While the picks-and-shovels side of AI like chips, memory, and infrastructure is off to a strong start, the companies that actually use AI to sell software, ads, or services are getting hit.
That divergence is showing up clearly in today’s S&P 500 movers.
The software side feels the pain
Some of the biggest AI-linked losers today are companies that sit further downstream in the AI value chain.
$APP ( ▼ 8.24% ) AppLovin is sliding after a huge 2025 run, despite its heavy use of large language models for ad targeting and code deployment. Cybersecurity names $CRWD ( ▼ 3.24% ) CrowdStrike and $PANW ( ▼ 2.62% ) Palo Alto Networks are also lower, even though AI-driven threats are a core part of their long-term bull case.
Other AI-exposed software stocks are seeing similar pressure. $PLTR ( ▼ 5.56% ) Palantir, $ADBE ( ▼ 4.77% ) Adobe, $NOW ( ▼ 3.75% ) ServiceNow, and $CRM ( ▼ 4.26% ) Salesforce are all down sharply, signaling that investors are rotating away from AI applications and monetization stories, at least for now.
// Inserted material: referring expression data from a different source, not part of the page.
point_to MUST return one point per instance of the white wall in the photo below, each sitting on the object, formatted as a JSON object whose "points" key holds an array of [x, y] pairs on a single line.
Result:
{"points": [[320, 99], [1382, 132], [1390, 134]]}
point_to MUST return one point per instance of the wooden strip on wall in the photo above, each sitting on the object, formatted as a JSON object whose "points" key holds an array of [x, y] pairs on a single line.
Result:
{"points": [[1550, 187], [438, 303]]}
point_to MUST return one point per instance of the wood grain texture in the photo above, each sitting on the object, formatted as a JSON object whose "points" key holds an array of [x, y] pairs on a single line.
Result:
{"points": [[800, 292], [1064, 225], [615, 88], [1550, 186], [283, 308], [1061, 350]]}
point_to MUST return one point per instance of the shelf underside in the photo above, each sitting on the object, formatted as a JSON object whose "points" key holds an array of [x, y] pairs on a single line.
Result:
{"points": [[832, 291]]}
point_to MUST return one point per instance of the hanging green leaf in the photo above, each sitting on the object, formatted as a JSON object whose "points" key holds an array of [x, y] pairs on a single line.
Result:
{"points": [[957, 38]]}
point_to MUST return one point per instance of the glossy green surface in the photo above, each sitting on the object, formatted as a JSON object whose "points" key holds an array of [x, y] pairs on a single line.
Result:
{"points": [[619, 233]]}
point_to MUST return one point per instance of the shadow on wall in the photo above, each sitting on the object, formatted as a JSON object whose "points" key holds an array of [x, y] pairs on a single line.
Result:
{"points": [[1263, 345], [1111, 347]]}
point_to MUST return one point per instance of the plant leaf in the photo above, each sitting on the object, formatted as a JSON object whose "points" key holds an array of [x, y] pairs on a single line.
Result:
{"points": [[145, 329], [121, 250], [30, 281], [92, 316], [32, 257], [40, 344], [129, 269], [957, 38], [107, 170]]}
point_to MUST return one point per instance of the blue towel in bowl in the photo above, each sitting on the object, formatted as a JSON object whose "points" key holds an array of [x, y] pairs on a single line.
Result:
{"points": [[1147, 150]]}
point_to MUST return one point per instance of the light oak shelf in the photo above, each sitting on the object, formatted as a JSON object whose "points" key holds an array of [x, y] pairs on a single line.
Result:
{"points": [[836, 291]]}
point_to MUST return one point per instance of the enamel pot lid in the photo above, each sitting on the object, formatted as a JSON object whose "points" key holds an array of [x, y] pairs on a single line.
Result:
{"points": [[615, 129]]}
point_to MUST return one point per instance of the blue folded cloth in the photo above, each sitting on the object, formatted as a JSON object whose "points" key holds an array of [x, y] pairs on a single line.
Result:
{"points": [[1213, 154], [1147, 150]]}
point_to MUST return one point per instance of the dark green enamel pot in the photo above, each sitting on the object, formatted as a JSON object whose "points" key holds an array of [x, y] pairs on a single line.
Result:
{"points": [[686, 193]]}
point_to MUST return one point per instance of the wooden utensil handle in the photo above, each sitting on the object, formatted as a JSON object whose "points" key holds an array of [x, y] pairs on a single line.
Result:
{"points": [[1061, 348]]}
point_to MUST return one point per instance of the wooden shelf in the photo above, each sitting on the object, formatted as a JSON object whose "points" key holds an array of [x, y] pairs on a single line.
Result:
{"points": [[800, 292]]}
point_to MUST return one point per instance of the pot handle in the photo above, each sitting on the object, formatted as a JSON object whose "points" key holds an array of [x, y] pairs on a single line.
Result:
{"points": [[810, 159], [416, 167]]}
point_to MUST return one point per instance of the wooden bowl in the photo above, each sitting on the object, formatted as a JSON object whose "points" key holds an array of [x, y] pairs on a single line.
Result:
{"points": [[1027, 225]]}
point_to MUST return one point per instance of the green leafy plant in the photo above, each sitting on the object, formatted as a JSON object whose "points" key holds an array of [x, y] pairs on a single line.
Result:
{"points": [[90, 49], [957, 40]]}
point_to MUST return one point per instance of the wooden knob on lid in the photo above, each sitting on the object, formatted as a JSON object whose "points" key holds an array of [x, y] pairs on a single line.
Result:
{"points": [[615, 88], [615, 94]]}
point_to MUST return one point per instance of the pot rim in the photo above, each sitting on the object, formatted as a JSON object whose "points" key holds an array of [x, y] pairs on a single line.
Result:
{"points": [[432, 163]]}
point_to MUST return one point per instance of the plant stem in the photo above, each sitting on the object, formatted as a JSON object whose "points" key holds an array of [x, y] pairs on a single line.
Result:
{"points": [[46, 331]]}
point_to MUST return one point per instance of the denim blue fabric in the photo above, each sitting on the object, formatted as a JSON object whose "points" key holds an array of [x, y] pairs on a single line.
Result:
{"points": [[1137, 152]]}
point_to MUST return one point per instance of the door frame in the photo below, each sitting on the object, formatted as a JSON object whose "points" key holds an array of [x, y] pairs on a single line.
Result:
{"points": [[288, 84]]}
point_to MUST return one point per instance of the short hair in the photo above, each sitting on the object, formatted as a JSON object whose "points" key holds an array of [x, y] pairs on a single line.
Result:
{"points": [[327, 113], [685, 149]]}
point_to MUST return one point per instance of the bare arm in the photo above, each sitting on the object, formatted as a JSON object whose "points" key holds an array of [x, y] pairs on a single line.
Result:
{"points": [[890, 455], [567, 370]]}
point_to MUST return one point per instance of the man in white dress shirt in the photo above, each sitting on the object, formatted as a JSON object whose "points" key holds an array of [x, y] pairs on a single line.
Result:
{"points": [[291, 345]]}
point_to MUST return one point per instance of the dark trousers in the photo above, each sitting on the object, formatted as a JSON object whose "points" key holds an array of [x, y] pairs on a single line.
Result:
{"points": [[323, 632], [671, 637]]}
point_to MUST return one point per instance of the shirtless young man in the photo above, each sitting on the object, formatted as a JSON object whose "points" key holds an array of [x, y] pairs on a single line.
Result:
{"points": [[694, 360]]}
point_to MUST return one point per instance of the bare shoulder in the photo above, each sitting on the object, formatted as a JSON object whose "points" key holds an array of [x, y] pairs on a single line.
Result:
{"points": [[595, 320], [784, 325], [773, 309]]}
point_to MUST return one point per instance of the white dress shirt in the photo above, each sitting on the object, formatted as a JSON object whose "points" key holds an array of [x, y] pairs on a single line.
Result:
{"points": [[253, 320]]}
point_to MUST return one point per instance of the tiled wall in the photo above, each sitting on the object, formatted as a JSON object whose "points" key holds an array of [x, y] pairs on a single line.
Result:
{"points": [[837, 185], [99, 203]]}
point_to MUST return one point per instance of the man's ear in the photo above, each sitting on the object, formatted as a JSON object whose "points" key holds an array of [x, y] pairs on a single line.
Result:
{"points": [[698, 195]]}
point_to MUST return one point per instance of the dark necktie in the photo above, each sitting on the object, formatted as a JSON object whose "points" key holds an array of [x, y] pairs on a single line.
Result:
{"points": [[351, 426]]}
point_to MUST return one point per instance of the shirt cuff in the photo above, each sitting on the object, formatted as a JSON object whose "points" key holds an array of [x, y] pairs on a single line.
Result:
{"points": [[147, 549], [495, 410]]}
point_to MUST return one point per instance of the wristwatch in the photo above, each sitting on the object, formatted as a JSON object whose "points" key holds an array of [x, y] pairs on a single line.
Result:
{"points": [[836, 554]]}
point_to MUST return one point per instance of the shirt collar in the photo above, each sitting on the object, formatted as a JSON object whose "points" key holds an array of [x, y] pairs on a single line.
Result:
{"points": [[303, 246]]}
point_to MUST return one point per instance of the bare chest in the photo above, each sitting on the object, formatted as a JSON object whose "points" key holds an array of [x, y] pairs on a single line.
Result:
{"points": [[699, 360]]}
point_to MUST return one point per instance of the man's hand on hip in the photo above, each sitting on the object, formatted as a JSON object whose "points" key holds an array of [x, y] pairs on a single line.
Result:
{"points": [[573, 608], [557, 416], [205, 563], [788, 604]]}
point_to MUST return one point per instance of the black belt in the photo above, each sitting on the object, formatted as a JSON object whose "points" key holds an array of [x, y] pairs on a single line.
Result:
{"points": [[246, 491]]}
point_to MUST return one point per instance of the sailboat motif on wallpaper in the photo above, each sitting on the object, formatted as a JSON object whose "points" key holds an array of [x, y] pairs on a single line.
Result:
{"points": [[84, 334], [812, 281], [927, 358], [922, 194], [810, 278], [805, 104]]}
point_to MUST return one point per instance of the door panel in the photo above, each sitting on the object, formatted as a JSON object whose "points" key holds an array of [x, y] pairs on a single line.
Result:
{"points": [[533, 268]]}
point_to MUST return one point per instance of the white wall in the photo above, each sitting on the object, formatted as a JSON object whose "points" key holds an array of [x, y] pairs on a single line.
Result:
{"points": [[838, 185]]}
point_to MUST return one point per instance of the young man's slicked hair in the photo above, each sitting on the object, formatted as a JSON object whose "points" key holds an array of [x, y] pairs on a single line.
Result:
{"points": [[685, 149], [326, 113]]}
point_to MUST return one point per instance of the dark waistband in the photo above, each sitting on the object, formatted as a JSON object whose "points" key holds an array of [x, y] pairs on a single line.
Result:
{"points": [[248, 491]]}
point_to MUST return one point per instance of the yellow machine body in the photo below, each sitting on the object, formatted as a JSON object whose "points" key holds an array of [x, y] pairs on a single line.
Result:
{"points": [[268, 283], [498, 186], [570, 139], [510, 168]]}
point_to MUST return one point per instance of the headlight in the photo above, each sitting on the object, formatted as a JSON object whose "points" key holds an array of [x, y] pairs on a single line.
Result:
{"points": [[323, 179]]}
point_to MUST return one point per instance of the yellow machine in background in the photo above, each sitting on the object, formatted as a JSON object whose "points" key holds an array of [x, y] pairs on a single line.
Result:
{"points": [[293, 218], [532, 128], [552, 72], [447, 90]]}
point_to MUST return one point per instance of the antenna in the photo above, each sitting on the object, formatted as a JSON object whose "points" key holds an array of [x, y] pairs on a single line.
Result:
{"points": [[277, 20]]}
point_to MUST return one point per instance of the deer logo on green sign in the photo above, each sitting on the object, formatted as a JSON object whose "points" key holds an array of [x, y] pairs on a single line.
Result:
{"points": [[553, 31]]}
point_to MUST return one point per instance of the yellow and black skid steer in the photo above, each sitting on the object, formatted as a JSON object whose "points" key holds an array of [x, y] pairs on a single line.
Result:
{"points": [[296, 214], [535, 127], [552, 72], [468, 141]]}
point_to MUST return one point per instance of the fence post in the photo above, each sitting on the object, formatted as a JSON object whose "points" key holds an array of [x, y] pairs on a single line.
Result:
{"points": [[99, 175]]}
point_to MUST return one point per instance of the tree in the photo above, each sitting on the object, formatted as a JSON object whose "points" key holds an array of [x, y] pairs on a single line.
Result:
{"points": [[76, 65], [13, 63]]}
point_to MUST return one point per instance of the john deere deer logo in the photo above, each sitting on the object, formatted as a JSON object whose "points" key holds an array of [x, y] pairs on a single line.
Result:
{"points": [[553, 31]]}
Even hyperscalers are not immune
The weakness is not limited to software.
Among the hyperscalers, only $GOOGL ( ▲ 0.69% ) Alphabet and $ORCL ( ▲ 0.41% ) Oracle are trading higher. $META ( ▼ 1.47% ) Meta, $AMZN ( ▼ 1.87% ) Amazon, and $MSFT ( ▼ 2.21% ) Microsoft are all down between roughly 1.5% and 2.5% midday, despite being central players in AI spending and deployment.
That matters because these companies are supposed to be the bridge between massive AI capex and real-world revenue growth.
Follow the money, not the buzz
The takeaway is simple.
Traders are still happy to buy AI infrastructure where demand is visible, margins are expanding, and orders are locked in. But when it comes to downstream AI adoption, monetization, and software execution, patience is thinning.
If this is still an AI bull market, it is increasingly one that rewards certainty over storytelling.